No repair: Repair is needed when we are hurt or betrayed. Repair is when responsibility is taken, apologies, and direct confirmation of what will be different in the future. When we’re not repaired, we learn that our feelings don’t matter.

Learned helplessness: Learned helplessness can happen when we do not model how to solve problems, find solutions, and are not given the ability to leave abusive situations. This robs us of our ability to be resilient adults.

Lack of personal responsibility: The key feature of the dysfunctional is blaming others for problems or problems. When we don’t see adults taking responsibility, we learn to externalize our power. This leaves us at the whim of other people’s actions.

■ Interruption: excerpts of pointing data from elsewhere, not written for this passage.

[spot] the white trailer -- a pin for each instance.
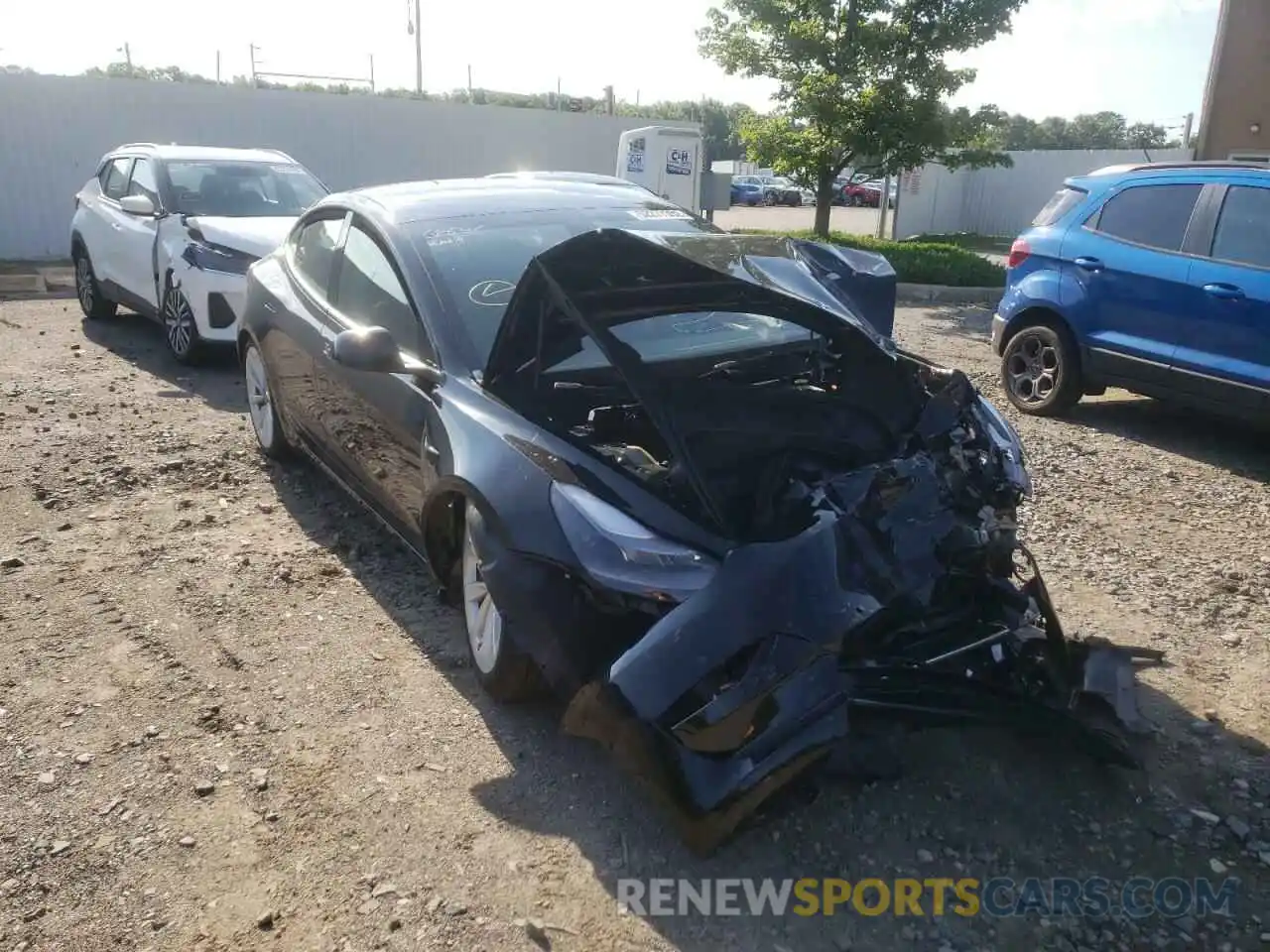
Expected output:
(665, 160)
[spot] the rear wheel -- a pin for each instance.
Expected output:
(93, 302)
(1040, 370)
(503, 670)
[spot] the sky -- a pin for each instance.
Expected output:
(1143, 59)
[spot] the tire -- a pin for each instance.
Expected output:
(1040, 370)
(180, 330)
(261, 408)
(93, 302)
(507, 674)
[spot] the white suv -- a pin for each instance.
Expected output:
(169, 231)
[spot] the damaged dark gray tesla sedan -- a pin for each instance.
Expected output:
(683, 479)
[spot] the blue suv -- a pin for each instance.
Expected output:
(1153, 278)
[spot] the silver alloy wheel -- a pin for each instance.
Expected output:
(1033, 368)
(178, 321)
(259, 402)
(84, 284)
(484, 621)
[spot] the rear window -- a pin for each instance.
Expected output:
(1243, 230)
(1155, 216)
(1060, 204)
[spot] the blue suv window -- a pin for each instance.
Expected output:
(1243, 230)
(1155, 216)
(1062, 202)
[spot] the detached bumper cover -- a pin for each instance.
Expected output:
(903, 603)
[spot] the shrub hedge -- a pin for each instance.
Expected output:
(920, 262)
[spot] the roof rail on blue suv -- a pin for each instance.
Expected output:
(1151, 277)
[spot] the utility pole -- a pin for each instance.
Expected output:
(417, 28)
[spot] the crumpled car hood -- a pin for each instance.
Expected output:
(254, 236)
(611, 276)
(588, 286)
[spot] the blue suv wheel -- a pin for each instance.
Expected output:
(1040, 370)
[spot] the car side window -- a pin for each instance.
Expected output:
(1155, 216)
(1243, 227)
(370, 293)
(314, 252)
(117, 178)
(144, 181)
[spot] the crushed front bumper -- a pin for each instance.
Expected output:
(907, 602)
(216, 298)
(714, 754)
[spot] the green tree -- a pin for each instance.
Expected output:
(856, 77)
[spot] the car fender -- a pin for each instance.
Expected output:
(1046, 290)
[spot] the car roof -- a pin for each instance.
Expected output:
(1164, 171)
(566, 177)
(449, 198)
(207, 154)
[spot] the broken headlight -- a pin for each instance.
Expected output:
(1005, 438)
(621, 553)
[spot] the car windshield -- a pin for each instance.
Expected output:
(241, 189)
(479, 261)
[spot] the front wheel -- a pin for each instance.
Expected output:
(262, 408)
(180, 327)
(1040, 370)
(503, 670)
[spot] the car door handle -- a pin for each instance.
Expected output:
(1225, 293)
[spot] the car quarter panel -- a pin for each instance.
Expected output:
(1129, 302)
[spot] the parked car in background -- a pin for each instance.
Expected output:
(1151, 277)
(867, 193)
(781, 190)
(661, 468)
(169, 231)
(747, 193)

Lack of joy, play, or self-gratification: Another key feature of dysfunctional families is “excessive seriousness.” This could come from the long-term survival mode with no gameplay. We struggle to be light-hearted or allow ourselves to lose.

There is no place to be a child: When we become parents (created to fill the parent role), we lack the ability to grow emotionally. This is because we are focused on “mature” adult issues. This surprises us emotionally and causes us to fix what we need to fix.

No room for mistakes: Errors are essential for growth and learning logic. Excellence is required in dysfunctional families. Bugs are considered a weakness. This gives us problems of procrastination and chronic fear of criticism.

Such experiences can affect us directly or indirectly in our adult life. Consulting a specialist for the solution of problems arising from childhood traumas will affect your life positively.